In chapter 24, there is a principally interesting discussion about sex-specific additive genetic variances and the central role of the intersexual genetic correlation in "constraining" the evolution of sexual dimorphism (SD). How much of an "absolute" genetic constraint do you think the intersexual genetic correlation really is? Can sexual dimorphism ever evolve if the intersexual genetic correlation is equal to one? Can it become negative, and if so, how? And why would it become negative?

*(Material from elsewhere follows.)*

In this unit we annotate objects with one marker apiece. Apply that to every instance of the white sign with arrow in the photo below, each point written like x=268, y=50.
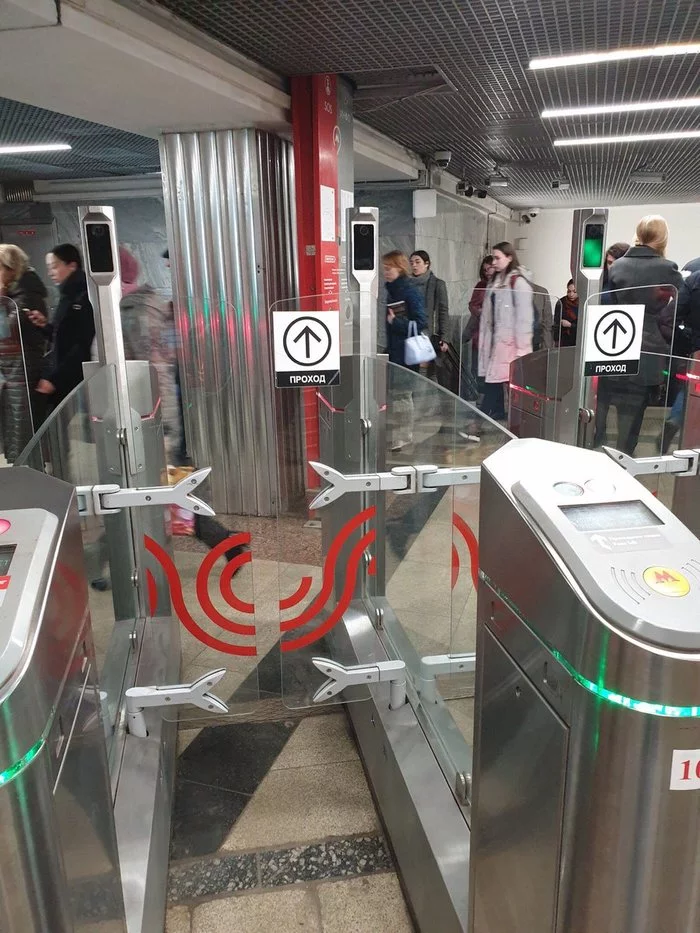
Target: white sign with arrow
x=613, y=338
x=306, y=348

What is the relationship between sex-specific genetic variances and the intersexual genetic correlation? Can the sex-specific genetic variances differ between males and females, and the intersexual genetic correlation still be equal to one? Or is it impossible?

Also, try to think of the two sexes as different "environments" and the intersexual genetic correlation as the between-environment genetic correlation, as it was formulated by Falconer, and which is also discussed in chapter 22 (return to Fig. 22.1 and replace "Environment 1" with males and "Environment 2" with females.

Chapters 18 and 21 (Thursday November 4)

These two chapters are rather technical, and focussed on the statistical details of estimation procedures. I would encourage you to not "get drowned in the details" but try to see the bigger picture and the biological implications. Much has happened in the past decade, and the estimation procedures that are described have, to some extent, been replaced by more modern and powerful methods, such as the "Animal Model".


Nevertheless, there are some general and interesting questions that should be discussed:


Chapter 18: Why are heritability estimates from full-sib analyses often higher than those from parent-offspring regressions? Which genetic factors are responsible for the higher heritability estimates  obtained in full-sib analyses? Which procedures are preferrable: parent-offspring regression, half-sib analyses or full-sib analyses? Discuss and motivate!


Chapter 21: Which factors are responsible for genetic correlations between characters? How is it possible to explain the strong congruence between phenotypic and genetic correlations (Fig. 21.1) in a biologically meaningful way? How does "selection bias" influence the magnitude of genetic correlations (increasing or decreasing it)? Are there any a priori reasons to expect that genetic and phenotypic correlations should differ more for life-history traits than for morphological traits? If so, in what direction? Do we always expect trade-offs between life-history traits to be expressed as negative genetic correlations? Why? Why not?